While it may be argued that the ordinance's points have been raised more often than justified, the statistics may also indicate that the problem lies in the other direction. Whether rights ought to be given effect, in a particular case, is often the result of balancing those rights against other things. That the balance should so often go against the individual shows how little weight the court, or the judge concerned, attaches to those rights.

As pointed out by Dr Johannes Chan, whose expertise in ordinance cases is well recognised, the problem is thrown into sharp relief by the recent Privy Council decision releasing four Vietnamese migrants. The Privy Council judges in that case clearly adopted a much more serious attitude towards personal liberty than the Hong Kong Court of Appeal.

It was not just a matter of weight. It affected the relevant principle of law perceived. The Privy Council considered whether the executive authority concerned exercising a power of detention lawfully or not, was a matter for the court's determination.

Whereas the Hong Kong Court of Appeal considered it a matter for the executive authority to determine, the court's power is limited to examining whether the determination of the executive authority has been inconceivably unreasonable.

In other words, the highest court in Hong Kong is prepared to accept a greater measure of power for the executive than the Privy Council. Here lies the doubt: are we going to have a court of final appeal which will adequately protect the rights of the individual against the executive, particularly if that court is going to be largely constituted by elevating the present Court of Appeal? An even more sobering case is the Privy Council decision in the Ming Pao case. In that case, Ming Pao newspaper, together with three of its editors, was charged under section 30(1) of the Prevention of Bribery Ordinance for disclosing, in August, 1994, the fact that the ICAC was investigating the widely-publicised incident of several developers 'joining hands' in a land auction in May that year.

In the trial before the magistrate's court, the defendants submitted there was no case to answer on two grounds: that section 30(I), correctly interpreted, required that there be identified suspects in the investigation, and there were no suspects in the August 1994 investigation of the ICAC; and that, in any event, section 30(1) was impliedly repealed for inconsistency with the ordinance.

The magistrate accepted both points, and the defendants were discharged. On appeal by the Crown, only the second point was argued.

On that point, the Court of Appeal overturned the magistrates' decision.

The defendants appealed to the Privy Council.

In the decision given earlier this month, the Privy Council determined in favour of the defendants on the first point but against them on the second.

Thus, while the defendants went free, section 30(1) has become more unassailable than before, at least on the purely legal basis. Hailed as a 'compromise' judgment by lawyers, in that case the Privy Council deferred to the local courts and the local legislature for striking the balance between the freedom of information and the need for draconian anti-corruption legislation.

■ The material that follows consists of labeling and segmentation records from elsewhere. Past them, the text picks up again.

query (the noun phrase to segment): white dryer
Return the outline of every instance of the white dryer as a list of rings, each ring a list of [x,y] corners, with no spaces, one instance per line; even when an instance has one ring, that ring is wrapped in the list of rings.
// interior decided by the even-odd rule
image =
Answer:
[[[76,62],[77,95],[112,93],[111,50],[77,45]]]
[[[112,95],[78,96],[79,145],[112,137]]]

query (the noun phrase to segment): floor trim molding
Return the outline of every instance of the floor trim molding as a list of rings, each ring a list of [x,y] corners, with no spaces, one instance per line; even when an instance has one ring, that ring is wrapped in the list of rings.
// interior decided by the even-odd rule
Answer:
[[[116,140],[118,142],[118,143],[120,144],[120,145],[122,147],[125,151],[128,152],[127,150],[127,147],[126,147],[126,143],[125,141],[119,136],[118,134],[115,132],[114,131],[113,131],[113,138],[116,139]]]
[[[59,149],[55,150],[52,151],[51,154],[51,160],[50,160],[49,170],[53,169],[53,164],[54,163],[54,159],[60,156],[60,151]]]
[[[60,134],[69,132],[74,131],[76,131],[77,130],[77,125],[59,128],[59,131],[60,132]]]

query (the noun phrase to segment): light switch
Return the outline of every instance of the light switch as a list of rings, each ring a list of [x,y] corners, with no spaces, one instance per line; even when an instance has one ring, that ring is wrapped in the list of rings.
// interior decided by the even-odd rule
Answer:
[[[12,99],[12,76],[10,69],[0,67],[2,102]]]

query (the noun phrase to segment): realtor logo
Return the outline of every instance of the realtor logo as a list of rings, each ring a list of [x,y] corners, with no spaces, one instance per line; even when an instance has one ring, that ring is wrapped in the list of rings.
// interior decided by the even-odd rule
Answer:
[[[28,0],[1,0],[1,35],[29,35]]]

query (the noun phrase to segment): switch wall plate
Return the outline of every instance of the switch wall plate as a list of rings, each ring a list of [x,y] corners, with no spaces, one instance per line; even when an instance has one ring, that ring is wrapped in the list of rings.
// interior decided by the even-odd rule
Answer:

The Privy Council accepted the principles put forward by the defence counsel on what any legislation seeking to restrict human rights must be subject to, such as necessity and proportionality, but took the view that the judgment of the necessity and proportionality of section 30(1) is best left to the local courts.

Whether their lordships' line of reasoning is entirely faultless or not (and criticisms are certainly possible), the point I wish to make is that we are thrown back on the attitude and values of our own courts on a matter of balancing human rights against the power of the executive - with far from satisfactory results.

What these cases press home to us is that we do not only need an independent judiciary. We need judges with conviction over the protection of human rights, particularly in the court of final appeal.